エミリーは「とんでもございません」と言いながら一礼し退出した。


私ももう少ししっかりしないといけないわね。

マティアス様の隣に立っても恥ずかしくないようにならないと。


フェリシアの部屋は二階にあった。テラスに出て周りの美しい景色を眺めながらこれからの自分がどうなるのか想像してみた。

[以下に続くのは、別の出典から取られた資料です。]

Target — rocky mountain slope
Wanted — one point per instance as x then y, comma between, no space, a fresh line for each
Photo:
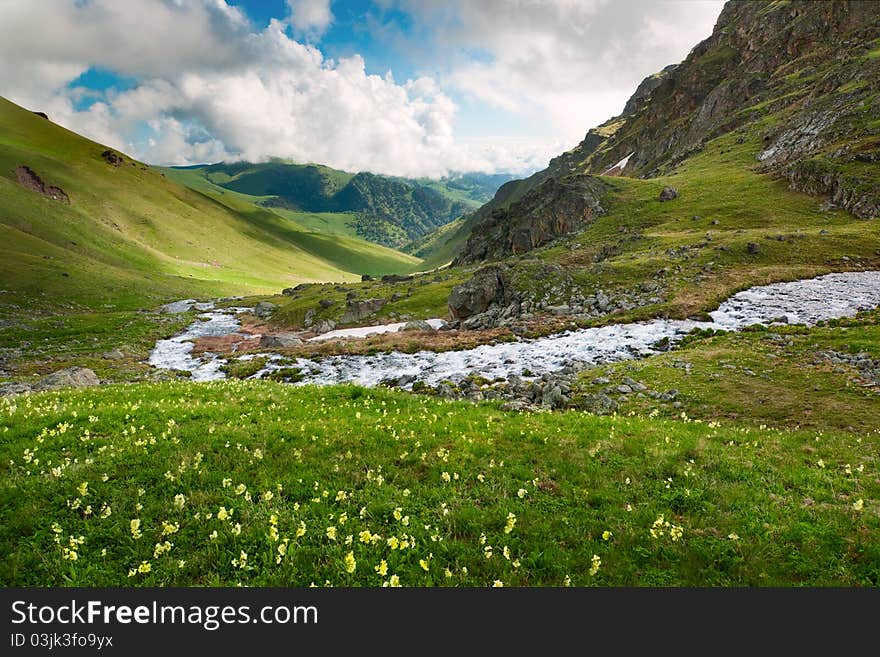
82,226
804,77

マティアスは第三王子だから現況国王になることはない。でも王族には違いない。しかも国王の弟だ。公務はもちろん王族としての立ち振る舞いを求められる。


今更だけど

私に務まるのかしら。

きっと今の私は隙だらけね。

これでは王妃様のがおっしゃっていた様に

野心家の貴族連中に狙われてしまうわ。

心を強く持たないと。


下を見ると庭師たちが枯葉を集めていた。ほとんどの木々は葉が落ち見事に裸になっていた。


葉っぱのない木は見ると寒さも倍に感じるわ。

でも夏は鮮やかな緑で覆われるんだろうなぁ。

王妃様が愛した夏のチェスターも見てみたいわ。

あらっ、そういえばリンゴってどんな感じで木になっているかしら。

ミラ様にお願いしたら見学できるかも。


フェリシアは室内に入るとエマを呼びミラに散策のことを伝える様頼んだ。


「フェリシア様、ではご希望にリンゴ畑も追加する様に伝えますね。」

「えぇ、お願いね。できれば早いうちに行きたいわ。」

「はい、かしこまりました。」


エマが部屋から出ていくとフェリシアはまたテラスに出た。

太陽は出ているがやはり王都より肌寒い。部屋に戻ろうかと思っていたら馬の鳴き声と(ひづめ)の音が聞こえた。ちょうど正面の門から入って庭を回って厩舎に行く様だ。

フェリシアは誰が乗っているのか見たくて身を乗り出した。


あっ、マティアス様とルーファス様だわ。

話しがあると言っていたけど乗馬をしていたのね。

戻って来られたなら後で散策のことを話してみましょう。

一緒に行ってくれると嬉しいのだけど。